There is an upside to this mayhem. Reality check has become the norm. Productivity and efficiency have become paramount as employers hope to extract more work from employees. Therefore, when the dust settles down, you may witness the emergence of a lean and mean India Inc.

Alam Srinivas | Print Edition: December 11, 2008

It is a grim scenario out there. This is especially true of sectors such as real estate or financial services, where the impact of the global financial crisis has resulted in dramatic measures. While reporting for this issue's cover story package on mutual funds, we found that a combination of emotions such as fear and apprehension, and real events had left a visible impression on the fund managers, investors and those working in allied segments. Even the cabbies and restaurant owners at Mumbai's Nariman Point, which houses most of the financial services firms, were feeling the heat from the meltdown.

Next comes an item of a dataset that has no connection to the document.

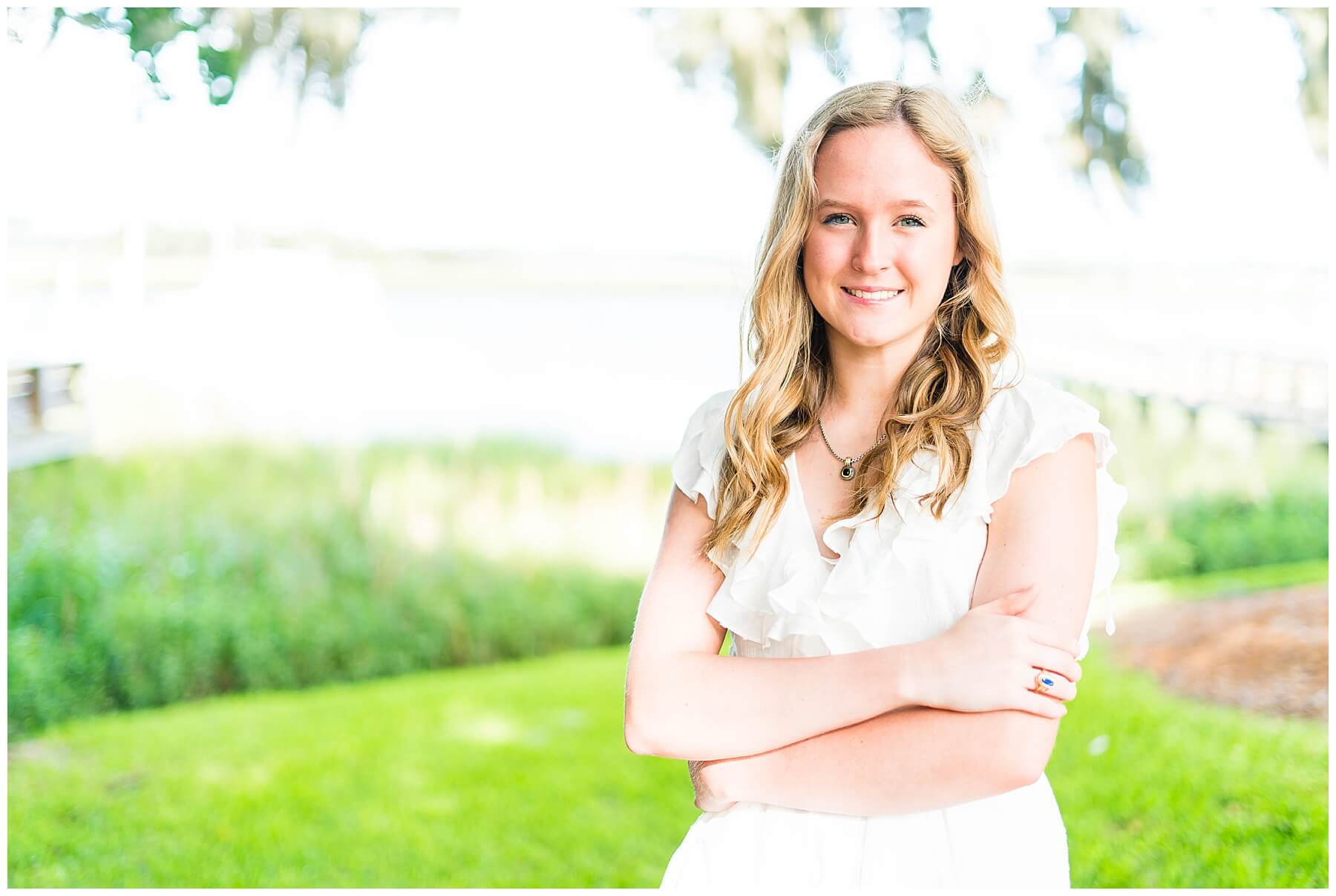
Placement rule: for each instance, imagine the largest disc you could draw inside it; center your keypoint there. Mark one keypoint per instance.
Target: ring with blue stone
(1042, 681)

The retail investors were rattled, to say the least, by the fall in the NAVs of products that they considered safe. They were more hurt by the reactions of the fund houses. "I was sold a long-term story, but no one told me about the possibility of short-term pain," said one. Others felt that the funds which were aggressively selling their products until a few months ago were either refusing to take calls or had stopped all communication. "I no longer get glossy brochures and letters exhorting me to invest in funds," said one.

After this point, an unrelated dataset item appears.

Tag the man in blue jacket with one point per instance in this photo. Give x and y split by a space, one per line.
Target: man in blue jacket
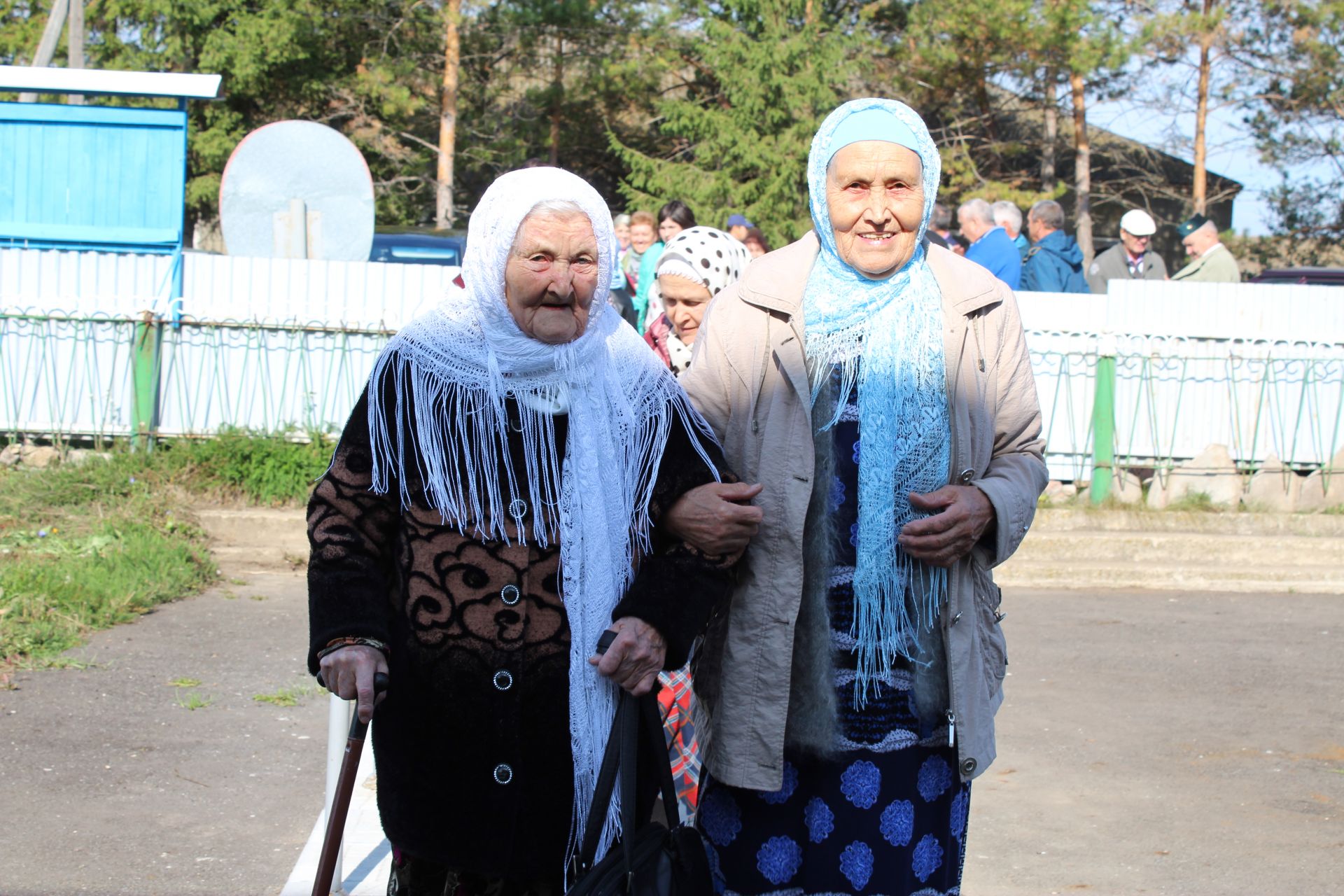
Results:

Fund managers either blamed their bosses for the mess, or felt jittery about their personal finances. "I joined this fund house because of its pedigree. Now, I realise that the disclaimers about past performance do apply," said one of them. Another revealed that he was worried about how he would fund his son's education abroad. "If the crisis wasn't enough, the fall in the rupee has added to my woes," he said. The fact is that every fund manager is struggling. Restaurant owners claim that business is down because the employees of financial services firms no longer make their customary daily visits.

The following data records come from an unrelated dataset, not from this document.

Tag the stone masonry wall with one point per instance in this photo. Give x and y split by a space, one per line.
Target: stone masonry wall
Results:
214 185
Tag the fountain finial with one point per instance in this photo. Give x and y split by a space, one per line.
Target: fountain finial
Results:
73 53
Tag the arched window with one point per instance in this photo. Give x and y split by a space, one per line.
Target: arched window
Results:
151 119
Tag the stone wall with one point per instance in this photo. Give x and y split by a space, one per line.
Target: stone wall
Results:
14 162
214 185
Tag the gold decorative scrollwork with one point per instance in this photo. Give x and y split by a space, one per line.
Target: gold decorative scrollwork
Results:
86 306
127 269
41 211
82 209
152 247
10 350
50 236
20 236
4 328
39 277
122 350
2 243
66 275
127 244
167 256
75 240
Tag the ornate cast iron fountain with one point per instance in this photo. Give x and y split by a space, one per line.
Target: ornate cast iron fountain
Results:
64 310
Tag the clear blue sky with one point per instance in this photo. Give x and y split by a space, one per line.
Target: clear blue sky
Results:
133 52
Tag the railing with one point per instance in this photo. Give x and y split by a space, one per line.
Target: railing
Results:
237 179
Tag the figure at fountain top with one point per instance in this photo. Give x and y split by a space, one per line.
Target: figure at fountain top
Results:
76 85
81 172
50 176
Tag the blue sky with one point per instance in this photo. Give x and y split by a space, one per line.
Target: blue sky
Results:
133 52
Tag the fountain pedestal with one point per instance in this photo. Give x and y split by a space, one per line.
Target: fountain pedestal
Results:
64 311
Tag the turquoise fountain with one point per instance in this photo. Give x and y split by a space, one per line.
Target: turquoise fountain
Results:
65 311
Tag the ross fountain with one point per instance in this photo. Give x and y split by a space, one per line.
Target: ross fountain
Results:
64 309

But there is an upside to this mayhem. Reality check has become the norm. Salaries are becoming more realistic; so are expenses as employees are being forced to scale down their travel, entertainment and other expenses. More importantly, productivity and efficiency have become paramount as employers hope to extract more work from employees. Therefore, when the dust settles down, you may witness the emergence of a lean and mean India Inc, which focuses on performance. This means that anyone who is an asset today will remain so tomorrow.